Se trata de una era primitiva del pensar, como llevamos dicho, ensimismada en su propia fenomenología, en su dialéctica, que abarcó toda la época del razonar griego hasta el luminoso Aristóteles, que, sin otro remedio y auxilio que sus ojos y el peculiar razonamiento de herencia y formación, parió y oficializó dicho espíritu para el devenir de la humanidad, hasta hace muy poco.

Los escolásticos se encargarían después de vestir el cuerpo del pensar griego con el ropaje religioso cristiano (o viceversa), haciéndolo Estado, lo cual seguramente ha de representar la mayor aspiración del idealismo filosófico entre los políticos hombres.

Cuando con sus métodos y herramientas advienen los hombres de la ciencia moderna (Copérnico, Bruno, Bacon, Galileo, Descartes) y empiezan a cuestionar verdades establecidas, empieza otra vez a repetirse el ciclo del acusatorio de “irrespeto” al pensamiento divino, la historia de herejía, el ateísmo o impiedad.  Pero está vez con mejores métodos y esperanzas defensivos para el “hereje”; con más ciencia y menos refutación (aunque, en contrapartida, con más fanatismo); con más materia terrenal y menos aérea conciencia, para decirlo con un lenguaje de mayor aclimatación.  Y el asunto ─la debacle aristotélica y ptolomeica, específicamente─ empieza por el cuestionamiento geocentrista. 

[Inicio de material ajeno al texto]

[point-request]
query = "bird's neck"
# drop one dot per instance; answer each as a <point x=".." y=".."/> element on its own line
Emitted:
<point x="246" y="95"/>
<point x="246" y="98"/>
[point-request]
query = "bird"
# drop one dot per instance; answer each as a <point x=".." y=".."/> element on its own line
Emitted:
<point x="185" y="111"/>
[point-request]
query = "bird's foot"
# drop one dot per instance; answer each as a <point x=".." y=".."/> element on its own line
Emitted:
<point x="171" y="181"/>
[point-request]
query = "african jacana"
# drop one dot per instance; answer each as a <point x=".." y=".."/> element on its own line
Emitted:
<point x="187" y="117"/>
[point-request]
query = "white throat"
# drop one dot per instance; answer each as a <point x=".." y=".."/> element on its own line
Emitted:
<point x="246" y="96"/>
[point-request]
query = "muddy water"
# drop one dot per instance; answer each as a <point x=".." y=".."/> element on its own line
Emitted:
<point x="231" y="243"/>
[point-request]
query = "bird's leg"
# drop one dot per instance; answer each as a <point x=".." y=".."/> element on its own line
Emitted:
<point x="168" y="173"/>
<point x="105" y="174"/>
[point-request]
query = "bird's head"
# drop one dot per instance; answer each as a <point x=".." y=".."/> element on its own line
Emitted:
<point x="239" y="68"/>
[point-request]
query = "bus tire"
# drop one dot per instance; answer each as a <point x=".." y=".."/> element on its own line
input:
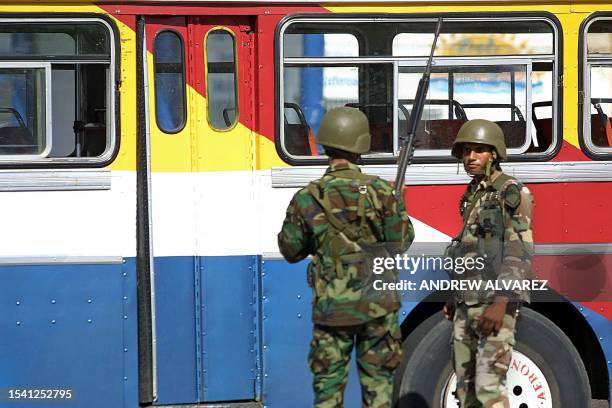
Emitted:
<point x="423" y="376"/>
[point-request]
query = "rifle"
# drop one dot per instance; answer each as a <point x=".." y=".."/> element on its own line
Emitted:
<point x="407" y="150"/>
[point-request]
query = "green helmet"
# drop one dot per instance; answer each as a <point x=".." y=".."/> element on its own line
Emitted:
<point x="480" y="131"/>
<point x="346" y="129"/>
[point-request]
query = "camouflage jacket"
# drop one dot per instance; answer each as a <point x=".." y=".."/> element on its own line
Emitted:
<point x="338" y="275"/>
<point x="496" y="227"/>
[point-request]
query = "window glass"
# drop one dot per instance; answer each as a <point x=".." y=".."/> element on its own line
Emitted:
<point x="321" y="45"/>
<point x="53" y="39"/>
<point x="169" y="82"/>
<point x="459" y="94"/>
<point x="22" y="111"/>
<point x="221" y="79"/>
<point x="478" y="38"/>
<point x="501" y="68"/>
<point x="598" y="112"/>
<point x="311" y="91"/>
<point x="55" y="91"/>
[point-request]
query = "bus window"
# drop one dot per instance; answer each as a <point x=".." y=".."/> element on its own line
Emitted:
<point x="170" y="111"/>
<point x="60" y="107"/>
<point x="221" y="79"/>
<point x="23" y="111"/>
<point x="597" y="85"/>
<point x="495" y="67"/>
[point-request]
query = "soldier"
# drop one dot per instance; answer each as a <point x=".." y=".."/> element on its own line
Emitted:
<point x="340" y="219"/>
<point x="496" y="211"/>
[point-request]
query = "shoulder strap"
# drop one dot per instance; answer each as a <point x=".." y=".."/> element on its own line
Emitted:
<point x="502" y="181"/>
<point x="317" y="190"/>
<point x="352" y="174"/>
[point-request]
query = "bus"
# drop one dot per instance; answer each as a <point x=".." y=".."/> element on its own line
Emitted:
<point x="164" y="140"/>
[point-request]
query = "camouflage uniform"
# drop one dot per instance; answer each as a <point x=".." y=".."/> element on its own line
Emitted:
<point x="497" y="223"/>
<point x="345" y="310"/>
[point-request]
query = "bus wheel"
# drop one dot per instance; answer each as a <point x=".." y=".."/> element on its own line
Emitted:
<point x="546" y="370"/>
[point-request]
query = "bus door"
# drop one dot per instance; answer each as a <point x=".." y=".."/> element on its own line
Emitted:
<point x="199" y="91"/>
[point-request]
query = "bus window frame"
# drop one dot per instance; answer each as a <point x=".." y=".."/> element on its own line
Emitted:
<point x="236" y="79"/>
<point x="183" y="122"/>
<point x="584" y="89"/>
<point x="387" y="158"/>
<point x="48" y="109"/>
<point x="112" y="87"/>
<point x="465" y="62"/>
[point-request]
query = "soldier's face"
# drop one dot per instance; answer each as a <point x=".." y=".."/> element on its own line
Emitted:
<point x="475" y="157"/>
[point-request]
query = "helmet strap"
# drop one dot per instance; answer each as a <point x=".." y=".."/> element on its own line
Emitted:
<point x="489" y="167"/>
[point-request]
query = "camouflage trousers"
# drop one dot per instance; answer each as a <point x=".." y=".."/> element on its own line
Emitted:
<point x="481" y="363"/>
<point x="379" y="352"/>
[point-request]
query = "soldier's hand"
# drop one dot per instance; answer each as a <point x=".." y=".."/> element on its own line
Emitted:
<point x="449" y="311"/>
<point x="492" y="318"/>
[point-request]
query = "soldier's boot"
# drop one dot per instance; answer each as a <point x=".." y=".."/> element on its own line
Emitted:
<point x="379" y="352"/>
<point x="493" y="359"/>
<point x="329" y="357"/>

La materia cobró dimensión existencial, filosófica, científica; empezó a tener leyes, leyes ajenas a etéreas divinidades.  Los nuevos instrumentos, apoyo de los sentidos, exorcizaban en lo posible el yerro natural humano, esa ingenuidad del principio.  Y el mundo de los sentidos empezó a caer; Aristóteles, a tambalearse.  No era tan cierto eso de que los sentidos fuesen la medida de las cosas (tomando partido nosotros por una de sus interpretaciones):  los ojos decían que alrededor de la Tierra, divina ella, giraba todo; pero los instrumentos empezaron a comprobar lo contrario.

El método y las herramientas hicieron la diferencia respecto de la ingenuidad filosófica antigua; trajeron consigo la filosofía y ciencia modernas.

La filosofía antigua es como la primera escuela de los sentidos:  verdad y mentira navegan en ella, como en barcazas construidas con medidas ingenuas.  Aristóteles oficializó el espíritu griego, pero también su caterva errónea, transformada luego en autoridad.  Y los escolásticos luego hicieron ese trabajo: pervirtieron el espírtu idealista griego y lo reclavetearon haciendo de la barcaza una iglesia.  Ergo, tenemos al hombre, ser político y religioso, pensante humano, sometido en su pensamiento al tal método de autoridad mental, avasallado, en fin, por tanta “verdad” impuesta, en los sucesivo acariciando el arma del dudar y la desconfianza. Esto si reducimos al hombre a la simpleza interpretativa de que es un ser de conflictos, de fe y rebelión.

Las nuevas herramientas, actitudes y métodos invirtieron los papeles en la busca de la verdad:  ahora lo perturbado en el hallazgo no era la corriente interna del espíritu; al contrario, el espíritu humano, con su formación y carga de maderos claveteados, era quien entorpecía el libre fluir e interpretación de la corriente material y sus leyes.  El punto es materia de reflexión para Bacon en su Novum Organum y sus conocidos ídolos del prejuicio.